Dernière modification : 04/09/2014

La France tiendra ses engagements sur la livraison d’un Mistral à la Russie seulement en cas de cessez-le-feu dans l’est de l’Ukraine et d’accord politique entre les deux camps, a fait savoir jeudi le président français François Hollande.

En marge d’un sommet de l’Otan à Newport, au Royaume-Uni, le président français François Hollande a annoncé, jeudi 4 septembre, que Paris livrerait l'un des deux navires de guerre Mistral à la Russie à condition qu'un cessez-le-feu soit instauré dans l'est de l'Ukraine et qu'un "règlement politique" soit trouvé à la crise.

"Quelles sont les conditions ? Un cessez-le-feu et un règlement politique. Aujourd'hui, ces conditions ne sont pas réunies. Comment pourrais-je autoriser la livraison d'un bateau qui peut demain être un bateau de guerre alors même qu'il y a la crise en Ukraine ?", a indiqué François Hollande après avoir rencontré son homologue ukrainien Petro Porochenko.

"Dès lors que - c'est tout à fait possible aux mois d'octobre ou de novembre - les conditions sont réunies, les bateaux pourront être livrés", a ajouté François Hollande, soulignant que ce contrat de 1,2 milliard de dollars représente "des heures de travail pour les chantiers de Saint-Nazaire".

Le chef de l’État français, qui a rencontré son homologue ukrainien Petro Porochenko en marge du sommet de l'Otan au Pays de Galles, a démenti avoir été sous pression de ses partenaires occidentaux au sujet de la livraison des Mistral à Moscou.

"Lorsqu'il y a eu la crise en Ukraine, j'ai averti, j'ai considéré qu'il ne pouvait y avoir de sanctions qui mettaient en cause des contrats signés, donc je ne subissais aucune pression d'aucune sorte et de nulle part", a-t-il assuré.

Par ailleurs, François Hollande est resté très prudent sur le plan de sortie de crise proposé par le président russe Vladimir Poutine. "Pour l'instant, il n'y a pas de cessez-le-feu, il n'est pas encore décidé, donc il n'est pas crédible parce qu'il n'est pas encore acté. Il ne pourra y avoir de cessez-le feu que s'il est accompagné d'un ensemble de principes permettant un règlement politique", a-t-il insisté.

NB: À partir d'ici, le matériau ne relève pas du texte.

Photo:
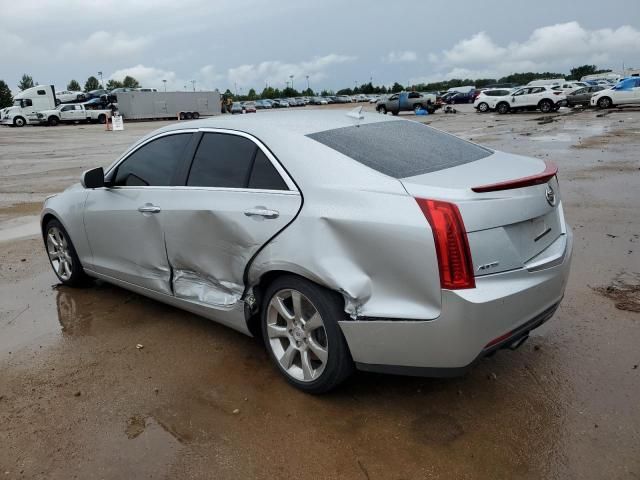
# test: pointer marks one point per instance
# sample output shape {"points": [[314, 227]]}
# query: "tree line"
{"points": [[92, 83]]}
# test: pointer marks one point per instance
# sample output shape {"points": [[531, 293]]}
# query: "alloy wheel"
{"points": [[59, 253], [297, 335]]}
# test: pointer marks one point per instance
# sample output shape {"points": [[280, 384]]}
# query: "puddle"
{"points": [[20, 227]]}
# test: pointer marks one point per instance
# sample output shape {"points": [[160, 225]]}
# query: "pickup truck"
{"points": [[406, 102], [71, 114]]}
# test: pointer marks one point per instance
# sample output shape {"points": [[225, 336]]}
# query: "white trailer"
{"points": [[168, 105]]}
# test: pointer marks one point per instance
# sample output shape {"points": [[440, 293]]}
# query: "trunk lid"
{"points": [[506, 227]]}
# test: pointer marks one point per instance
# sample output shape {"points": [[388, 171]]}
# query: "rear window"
{"points": [[401, 149]]}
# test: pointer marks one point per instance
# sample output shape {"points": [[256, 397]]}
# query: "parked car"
{"points": [[488, 99], [582, 96], [542, 98], [625, 92], [236, 107], [568, 87], [438, 283], [406, 102], [67, 96], [249, 107], [96, 93], [72, 114]]}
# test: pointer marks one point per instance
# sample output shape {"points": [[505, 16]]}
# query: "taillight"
{"points": [[452, 246]]}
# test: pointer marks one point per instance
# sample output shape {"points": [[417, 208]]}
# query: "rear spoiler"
{"points": [[550, 171]]}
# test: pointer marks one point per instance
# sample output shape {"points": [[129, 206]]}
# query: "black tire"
{"points": [[329, 305], [545, 106], [78, 277], [503, 107], [605, 102]]}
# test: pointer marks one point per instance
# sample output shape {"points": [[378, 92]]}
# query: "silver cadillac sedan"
{"points": [[345, 241]]}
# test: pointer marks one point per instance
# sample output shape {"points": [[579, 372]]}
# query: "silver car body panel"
{"points": [[340, 224]]}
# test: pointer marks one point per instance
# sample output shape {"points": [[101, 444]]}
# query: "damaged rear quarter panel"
{"points": [[210, 240], [376, 248]]}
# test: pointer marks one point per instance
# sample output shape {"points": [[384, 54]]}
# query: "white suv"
{"points": [[626, 91], [489, 98], [541, 97]]}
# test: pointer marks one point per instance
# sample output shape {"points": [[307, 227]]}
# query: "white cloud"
{"points": [[276, 73], [150, 77], [550, 48], [103, 44], [400, 56]]}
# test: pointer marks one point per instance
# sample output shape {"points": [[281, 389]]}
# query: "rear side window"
{"points": [[401, 149], [222, 161], [264, 175], [153, 164]]}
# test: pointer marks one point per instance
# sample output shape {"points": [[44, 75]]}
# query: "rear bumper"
{"points": [[507, 305]]}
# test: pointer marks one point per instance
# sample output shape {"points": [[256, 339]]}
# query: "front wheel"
{"points": [[301, 333], [62, 255]]}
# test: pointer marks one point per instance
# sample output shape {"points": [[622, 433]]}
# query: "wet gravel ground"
{"points": [[79, 400]]}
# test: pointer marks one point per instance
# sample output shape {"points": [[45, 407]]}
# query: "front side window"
{"points": [[153, 164]]}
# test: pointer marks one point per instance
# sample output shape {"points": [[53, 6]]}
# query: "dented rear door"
{"points": [[236, 199]]}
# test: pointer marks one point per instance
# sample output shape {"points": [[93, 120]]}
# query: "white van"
{"points": [[545, 81], [27, 104]]}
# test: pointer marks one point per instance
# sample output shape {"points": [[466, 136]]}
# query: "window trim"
{"points": [[186, 162]]}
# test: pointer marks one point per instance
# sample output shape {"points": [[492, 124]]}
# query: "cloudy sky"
{"points": [[249, 43]]}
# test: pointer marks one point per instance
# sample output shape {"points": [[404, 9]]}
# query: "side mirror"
{"points": [[93, 178]]}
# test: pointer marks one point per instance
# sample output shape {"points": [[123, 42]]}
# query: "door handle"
{"points": [[148, 208], [262, 212]]}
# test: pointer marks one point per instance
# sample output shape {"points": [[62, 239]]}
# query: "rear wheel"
{"points": [[503, 108], [62, 255], [545, 106], [301, 333], [605, 102]]}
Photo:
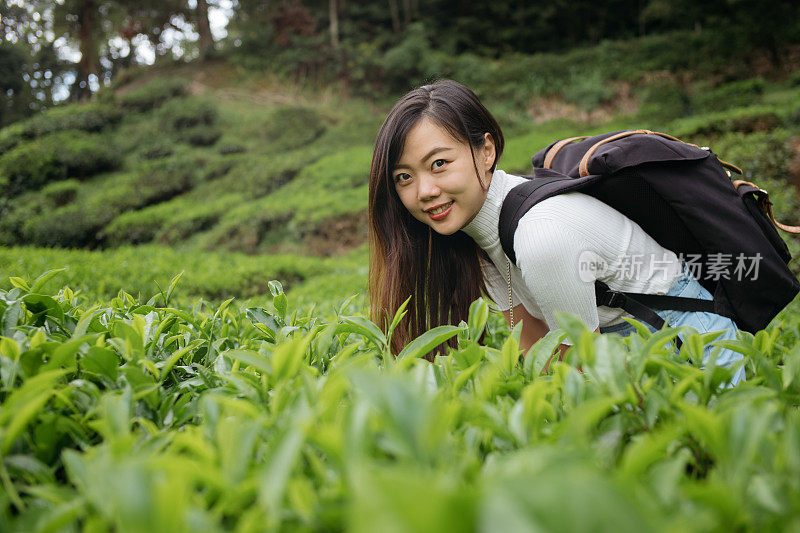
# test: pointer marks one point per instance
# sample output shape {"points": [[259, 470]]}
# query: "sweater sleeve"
{"points": [[497, 285], [555, 261]]}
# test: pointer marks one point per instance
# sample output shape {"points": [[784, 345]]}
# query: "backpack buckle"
{"points": [[617, 299]]}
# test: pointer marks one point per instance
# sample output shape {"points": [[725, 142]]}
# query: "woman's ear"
{"points": [[487, 152]]}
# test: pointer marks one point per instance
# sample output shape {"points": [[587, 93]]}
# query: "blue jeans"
{"points": [[687, 286]]}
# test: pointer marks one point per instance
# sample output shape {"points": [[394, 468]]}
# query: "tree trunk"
{"points": [[88, 63], [333, 11], [395, 15], [204, 30]]}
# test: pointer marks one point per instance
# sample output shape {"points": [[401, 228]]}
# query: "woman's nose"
{"points": [[428, 188]]}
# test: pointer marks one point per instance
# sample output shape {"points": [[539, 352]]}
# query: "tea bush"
{"points": [[185, 113], [61, 192], [134, 414], [289, 128], [736, 94], [57, 156], [92, 117], [153, 94]]}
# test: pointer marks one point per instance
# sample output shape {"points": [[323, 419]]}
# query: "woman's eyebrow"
{"points": [[427, 156]]}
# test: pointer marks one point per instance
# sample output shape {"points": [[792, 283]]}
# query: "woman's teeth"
{"points": [[440, 209]]}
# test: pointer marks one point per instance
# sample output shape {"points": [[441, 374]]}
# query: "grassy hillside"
{"points": [[211, 162]]}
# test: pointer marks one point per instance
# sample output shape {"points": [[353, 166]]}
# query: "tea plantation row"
{"points": [[140, 415]]}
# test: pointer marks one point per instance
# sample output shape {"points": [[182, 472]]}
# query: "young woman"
{"points": [[435, 194]]}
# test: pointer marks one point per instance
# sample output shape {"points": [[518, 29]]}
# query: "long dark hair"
{"points": [[441, 273]]}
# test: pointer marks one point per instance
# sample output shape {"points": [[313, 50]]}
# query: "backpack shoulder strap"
{"points": [[543, 184]]}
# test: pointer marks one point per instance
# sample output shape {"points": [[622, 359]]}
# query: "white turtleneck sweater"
{"points": [[556, 243]]}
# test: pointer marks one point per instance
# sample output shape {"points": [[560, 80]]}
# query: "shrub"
{"points": [[55, 157], [736, 94], [231, 148], [135, 227], [290, 127], [72, 226], [663, 101], [92, 117], [153, 94], [200, 135], [158, 151], [61, 192], [184, 113]]}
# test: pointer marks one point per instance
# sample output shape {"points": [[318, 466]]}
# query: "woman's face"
{"points": [[435, 177]]}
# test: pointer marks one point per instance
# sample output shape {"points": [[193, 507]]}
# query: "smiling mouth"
{"points": [[441, 211]]}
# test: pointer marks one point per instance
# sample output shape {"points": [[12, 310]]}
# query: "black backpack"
{"points": [[683, 197]]}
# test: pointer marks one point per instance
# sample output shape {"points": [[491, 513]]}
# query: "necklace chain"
{"points": [[510, 301]]}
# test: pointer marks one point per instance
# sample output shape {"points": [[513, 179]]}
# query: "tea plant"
{"points": [[131, 416]]}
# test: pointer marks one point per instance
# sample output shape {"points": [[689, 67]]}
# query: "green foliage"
{"points": [[153, 94], [289, 128], [663, 101], [53, 157], [61, 192], [128, 414], [731, 95], [92, 117], [209, 276], [186, 113], [192, 120]]}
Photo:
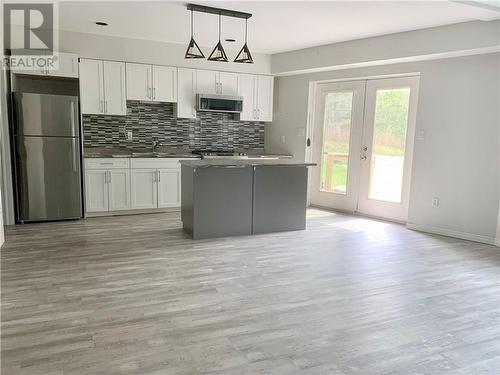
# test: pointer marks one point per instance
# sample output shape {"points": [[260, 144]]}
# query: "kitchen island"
{"points": [[226, 197]]}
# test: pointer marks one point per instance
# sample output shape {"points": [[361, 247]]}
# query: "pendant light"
{"points": [[244, 56], [218, 53], [193, 51]]}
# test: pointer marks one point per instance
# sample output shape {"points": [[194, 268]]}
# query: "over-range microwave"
{"points": [[219, 103]]}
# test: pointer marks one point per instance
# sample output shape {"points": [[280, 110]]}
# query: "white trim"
{"points": [[452, 233], [397, 60]]}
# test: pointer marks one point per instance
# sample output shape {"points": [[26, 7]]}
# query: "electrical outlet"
{"points": [[435, 202]]}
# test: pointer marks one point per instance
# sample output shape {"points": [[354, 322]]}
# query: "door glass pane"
{"points": [[388, 147], [336, 136]]}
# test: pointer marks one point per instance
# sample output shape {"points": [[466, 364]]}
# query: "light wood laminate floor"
{"points": [[134, 295]]}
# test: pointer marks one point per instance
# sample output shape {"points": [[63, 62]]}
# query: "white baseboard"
{"points": [[132, 212], [453, 233]]}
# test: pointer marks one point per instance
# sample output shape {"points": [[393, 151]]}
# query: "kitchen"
{"points": [[250, 187]]}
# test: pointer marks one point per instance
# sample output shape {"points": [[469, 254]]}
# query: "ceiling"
{"points": [[276, 26]]}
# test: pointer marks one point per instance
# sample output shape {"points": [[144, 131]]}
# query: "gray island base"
{"points": [[223, 198]]}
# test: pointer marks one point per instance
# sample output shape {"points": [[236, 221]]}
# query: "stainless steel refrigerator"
{"points": [[47, 157]]}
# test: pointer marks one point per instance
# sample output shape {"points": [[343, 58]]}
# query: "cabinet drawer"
{"points": [[155, 163], [106, 163]]}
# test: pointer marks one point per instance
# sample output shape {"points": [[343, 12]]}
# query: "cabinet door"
{"points": [[91, 86], [143, 188], [246, 86], [164, 83], [186, 93], [119, 189], [139, 85], [265, 98], [96, 191], [68, 66], [207, 82], [169, 188], [114, 88], [228, 83]]}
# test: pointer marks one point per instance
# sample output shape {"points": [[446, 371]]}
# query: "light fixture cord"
{"points": [[219, 26]]}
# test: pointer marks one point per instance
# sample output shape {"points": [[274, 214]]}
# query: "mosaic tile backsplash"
{"points": [[150, 121]]}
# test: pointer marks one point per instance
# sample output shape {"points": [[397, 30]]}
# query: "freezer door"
{"points": [[49, 182], [46, 115]]}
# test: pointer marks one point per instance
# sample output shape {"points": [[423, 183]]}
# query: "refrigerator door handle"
{"points": [[75, 154]]}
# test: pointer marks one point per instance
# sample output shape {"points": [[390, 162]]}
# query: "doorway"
{"points": [[363, 145]]}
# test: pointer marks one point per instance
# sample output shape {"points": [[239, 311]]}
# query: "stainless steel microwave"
{"points": [[219, 103]]}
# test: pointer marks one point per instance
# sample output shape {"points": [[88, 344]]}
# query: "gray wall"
{"points": [[458, 160]]}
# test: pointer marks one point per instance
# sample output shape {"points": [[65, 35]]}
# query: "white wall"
{"points": [[451, 40], [145, 51], [458, 108]]}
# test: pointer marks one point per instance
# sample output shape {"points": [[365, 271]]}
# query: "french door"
{"points": [[363, 144]]}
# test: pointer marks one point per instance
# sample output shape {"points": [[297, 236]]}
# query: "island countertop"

"La situation en Ukraine est grave parce qu'il y a en ce moment des opérations militaires", a-t-il ajouté. Selon le président ukrainien, un document doit être signé vendredi dans la capitale de Bélarus, Minsk, prévoyant les étapes de la mise en œuvre d'un plan de paix, et dont "la disposition-clé est un cessez-le- feu". Le "groupe de contact" composé de représentants de Kiev, de Moscou et de l'OSCE (Organisation pour la sécurité et la coopération en Europe) doit s'y réunir vendredi avec les rebelles à 14h (11h GMT).

Les dirigeants séparatistes se sont dits prêts à ordonner ce cessez-le-feu dès vendredi si ce plan venait à être signé par les deux camps.